There's much consternation in the press this morning following Waterstone's deal with Amazon to sell Kindle and e-books in their stores. Much 'Deal with the devil' kind of comments have been banded about, but I have to say that I don’t understand why there isn't more of this kind of co-operation between physical bookshops and e-book retailers/publishers.
Obviously Amazon is a major player in the industry and as such has a somewhat tainted history in trying to dominate the market, but considering the business models which have to be forced for the future, this kind of joint venture has to be tried.
During my time at England's Lane Books, I became convinced that physical book retailers are the shop window for both e-books and p-books. Everyone seems to love bookshops. If I'd had a pound every time some-one said they loved the shop, I'd be very rich indeed. Well, wealthy enough to be able to open a bookshop myself...
But I digress. People who read books like to browse, especially in independent little shops where some-one has made an eclectic and informed choice of which books to stock, (which doesn't necessarily include books with the largest marketing budgets behind them). In bookshops readers can discover new titles, new authors, or new genres. It's where you can discuss books to your heart's content and get advice on what to buy that 15-year-old nephew who needs encouragement to read. Or the 45-year-old aunt who reads avidly and has every book ever published on her book shelf. At England's Lane Books we had many variations on these customer requests and we loved recommending books for 'difficult' people.

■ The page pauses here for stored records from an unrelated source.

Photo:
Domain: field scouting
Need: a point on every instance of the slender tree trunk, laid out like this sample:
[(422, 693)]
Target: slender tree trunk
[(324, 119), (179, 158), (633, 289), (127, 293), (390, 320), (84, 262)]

Also publishers (and agents) know that book shops are invaluable spaces for what is now being called 'discoverability' of books; and authors know there isn't a better person to recommend their book, and generate a word-of-mouth snowballing effect for their sales, than a bookseller.
Of course Amazon could be aiming to swallow Waterstones up, and this is a risk Mr Daunt of Waterstones seems willing to take. Personally I think he had to do something: falling sales of physical books in contrast to the increase in the sales in e-books makes it hard for any bookseller of p-books. Plus the efforts of the retailer to bring their own e-reader to the market have failed – possibly due to time and cost issues.
In the US, Barnes and Noble (with the help of a cash boost of $300 million from Microsoft) are developing their Nook e-reader so that customers can download book reviews from a code in the shop, and then choose to either buy the hard copy or the e-copy. It remains to be seen if this kind of product will eventually bring enough cash to the retailer to keep the bookshops open.
By the way, the view that by inviting Amazon into Waterstones, the book retailer will introduce more readers to e-books is in my view frankly silly. It smacks of ostrich-like attitude where if you ignore a new development, it won't affect you.
That aside, it’ll be very interesting to see how this new Amazon/Waterstones venture will work out. I for one am hoping it’ll be a success, and that it proves to be a model small independent shops could follow. What’s to stop Apple co-operating with physical bookshops? Imagine if you could walk into somewhere like England’s Lane Books and using your iPad or iPhone, scan QR codes off the book, read the reviews, discuss the book with staff and ultimately download the e-book (or even better, get a buy one get one free deal) in the shop.
As a former bookseller and an economist, the Waterstone/Amazon deal makes sense to me.